The source code for this article is available here.

© 2016, Mark Allison. All rights reserved.

CC BY-NC-SA 4.0 Nougat – GCM Network Manager by Styling Android is licensed under a Creative Commons Attribution-NonCommercial-ShareAlike 4.0 International License. Permissions beyond the scope of this license may be available at http://blog.stylingandroid.com/license-information.

3 Comments

  1. hi , this is a great tutorial you have just help me a lot really, and this gcm network manager at the moment deos not have a lot of tutorials that really breaks down the concept down to the basic for beginners really. so this is really handy

  2. I’d say this is not useful for no-network purposes.

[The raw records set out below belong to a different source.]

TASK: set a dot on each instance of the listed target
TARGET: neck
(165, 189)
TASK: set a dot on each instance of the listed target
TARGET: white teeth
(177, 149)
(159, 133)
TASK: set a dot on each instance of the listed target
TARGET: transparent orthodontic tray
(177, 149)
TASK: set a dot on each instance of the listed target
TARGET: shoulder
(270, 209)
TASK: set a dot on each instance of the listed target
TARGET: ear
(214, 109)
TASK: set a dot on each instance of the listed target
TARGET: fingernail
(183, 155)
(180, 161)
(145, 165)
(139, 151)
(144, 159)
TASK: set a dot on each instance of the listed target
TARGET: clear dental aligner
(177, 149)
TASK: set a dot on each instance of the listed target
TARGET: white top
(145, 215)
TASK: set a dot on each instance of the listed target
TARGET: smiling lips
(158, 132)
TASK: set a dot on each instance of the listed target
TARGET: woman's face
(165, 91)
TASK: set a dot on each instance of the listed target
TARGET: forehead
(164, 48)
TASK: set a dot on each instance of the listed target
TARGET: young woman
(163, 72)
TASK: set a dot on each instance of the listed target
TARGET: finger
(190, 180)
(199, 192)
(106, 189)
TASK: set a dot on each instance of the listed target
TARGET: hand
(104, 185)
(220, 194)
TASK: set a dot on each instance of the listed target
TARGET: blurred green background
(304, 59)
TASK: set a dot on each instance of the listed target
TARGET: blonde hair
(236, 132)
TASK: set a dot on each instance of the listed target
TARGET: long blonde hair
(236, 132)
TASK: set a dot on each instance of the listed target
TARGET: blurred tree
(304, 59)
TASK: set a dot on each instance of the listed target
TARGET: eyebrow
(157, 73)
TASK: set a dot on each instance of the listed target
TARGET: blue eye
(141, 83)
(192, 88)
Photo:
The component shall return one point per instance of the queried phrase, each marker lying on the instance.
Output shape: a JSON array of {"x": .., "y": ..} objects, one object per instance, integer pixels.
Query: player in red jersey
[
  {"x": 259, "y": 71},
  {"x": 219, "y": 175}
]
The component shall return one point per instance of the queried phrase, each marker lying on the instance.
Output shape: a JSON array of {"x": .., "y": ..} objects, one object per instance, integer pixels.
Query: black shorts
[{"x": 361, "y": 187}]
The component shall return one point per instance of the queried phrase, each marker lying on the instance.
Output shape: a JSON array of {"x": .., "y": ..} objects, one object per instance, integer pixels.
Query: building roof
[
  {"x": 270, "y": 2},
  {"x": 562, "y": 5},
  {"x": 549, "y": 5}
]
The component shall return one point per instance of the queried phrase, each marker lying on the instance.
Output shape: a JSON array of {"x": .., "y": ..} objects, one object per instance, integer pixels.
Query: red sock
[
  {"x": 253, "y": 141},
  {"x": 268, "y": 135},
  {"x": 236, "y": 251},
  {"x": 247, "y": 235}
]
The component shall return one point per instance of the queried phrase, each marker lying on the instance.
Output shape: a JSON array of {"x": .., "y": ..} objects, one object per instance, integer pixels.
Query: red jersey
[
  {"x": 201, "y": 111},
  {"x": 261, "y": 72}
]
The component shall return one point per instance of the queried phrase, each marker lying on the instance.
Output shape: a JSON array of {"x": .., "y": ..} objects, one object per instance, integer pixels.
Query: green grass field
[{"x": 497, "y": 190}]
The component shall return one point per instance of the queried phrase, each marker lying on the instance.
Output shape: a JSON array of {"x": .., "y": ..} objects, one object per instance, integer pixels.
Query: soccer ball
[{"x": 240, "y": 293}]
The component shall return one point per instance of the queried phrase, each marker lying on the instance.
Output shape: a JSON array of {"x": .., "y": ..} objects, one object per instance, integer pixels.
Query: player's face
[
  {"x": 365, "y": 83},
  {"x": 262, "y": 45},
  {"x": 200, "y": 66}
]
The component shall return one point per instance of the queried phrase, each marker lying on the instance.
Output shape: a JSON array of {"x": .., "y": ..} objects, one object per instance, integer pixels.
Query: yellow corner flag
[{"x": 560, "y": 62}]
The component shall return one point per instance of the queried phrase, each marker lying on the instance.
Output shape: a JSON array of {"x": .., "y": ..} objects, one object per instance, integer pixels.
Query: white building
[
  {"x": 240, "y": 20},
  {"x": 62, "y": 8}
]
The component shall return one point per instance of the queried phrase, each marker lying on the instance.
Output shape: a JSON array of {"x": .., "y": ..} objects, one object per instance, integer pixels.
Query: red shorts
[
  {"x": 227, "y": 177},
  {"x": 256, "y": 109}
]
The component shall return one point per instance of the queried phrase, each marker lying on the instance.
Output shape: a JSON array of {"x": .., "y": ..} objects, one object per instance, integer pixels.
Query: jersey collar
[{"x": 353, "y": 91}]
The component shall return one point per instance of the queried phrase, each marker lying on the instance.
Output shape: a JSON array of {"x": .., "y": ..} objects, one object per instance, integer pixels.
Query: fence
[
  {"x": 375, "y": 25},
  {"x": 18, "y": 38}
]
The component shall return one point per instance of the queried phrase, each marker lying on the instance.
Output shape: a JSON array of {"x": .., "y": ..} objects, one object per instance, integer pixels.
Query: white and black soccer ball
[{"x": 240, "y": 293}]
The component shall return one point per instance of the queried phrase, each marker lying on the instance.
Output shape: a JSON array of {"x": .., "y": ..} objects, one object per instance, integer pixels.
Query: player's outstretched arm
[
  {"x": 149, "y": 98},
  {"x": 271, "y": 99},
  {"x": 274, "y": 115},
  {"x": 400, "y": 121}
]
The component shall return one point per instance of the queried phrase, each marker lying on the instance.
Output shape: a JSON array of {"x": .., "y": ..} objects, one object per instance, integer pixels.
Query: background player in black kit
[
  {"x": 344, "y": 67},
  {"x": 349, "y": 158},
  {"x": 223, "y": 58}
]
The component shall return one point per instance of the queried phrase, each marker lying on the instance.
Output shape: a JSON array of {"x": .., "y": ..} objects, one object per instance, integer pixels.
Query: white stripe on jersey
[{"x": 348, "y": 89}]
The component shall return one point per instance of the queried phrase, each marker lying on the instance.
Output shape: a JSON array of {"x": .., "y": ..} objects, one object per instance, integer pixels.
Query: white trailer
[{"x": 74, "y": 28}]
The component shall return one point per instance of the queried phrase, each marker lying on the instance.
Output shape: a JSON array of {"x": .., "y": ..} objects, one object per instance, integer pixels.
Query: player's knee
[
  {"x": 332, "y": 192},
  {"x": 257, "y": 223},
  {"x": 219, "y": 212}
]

The tasks don’t run unless there’s a network status change, even if I don’t specify a requiredNetwork in the builder.

    From the documentation (https://developers.google.com/android/reference/com/google/android/gms/gcm/OneoffTask)

    “Note that you can request a one-off task to be executed at any point in the future, but to prevent abuse the scheduler will only set an alarm at a minimum of 30 seconds in the future. Your task can still be run earlier than this if some network event occurs to wake up the scheduler.”

    From the tests I’ve done (Nexus 5x on Android 7.0), the task won’t run unless there’s a network status change. I’ve tried setting small executing windows (0, 50 seconds), (30 seconds, 60 seconds) and nothing happens unless the network changes.

    So, it’s a great tool to schedule a task in the future when we gain network, but not for any other purpose.

    Is this behaviour different on pre-Nougat devices?

    1. That is not my experience. My test device has a permanent WiFi connection so I get no network state transitions and the example app for this series runs as expected.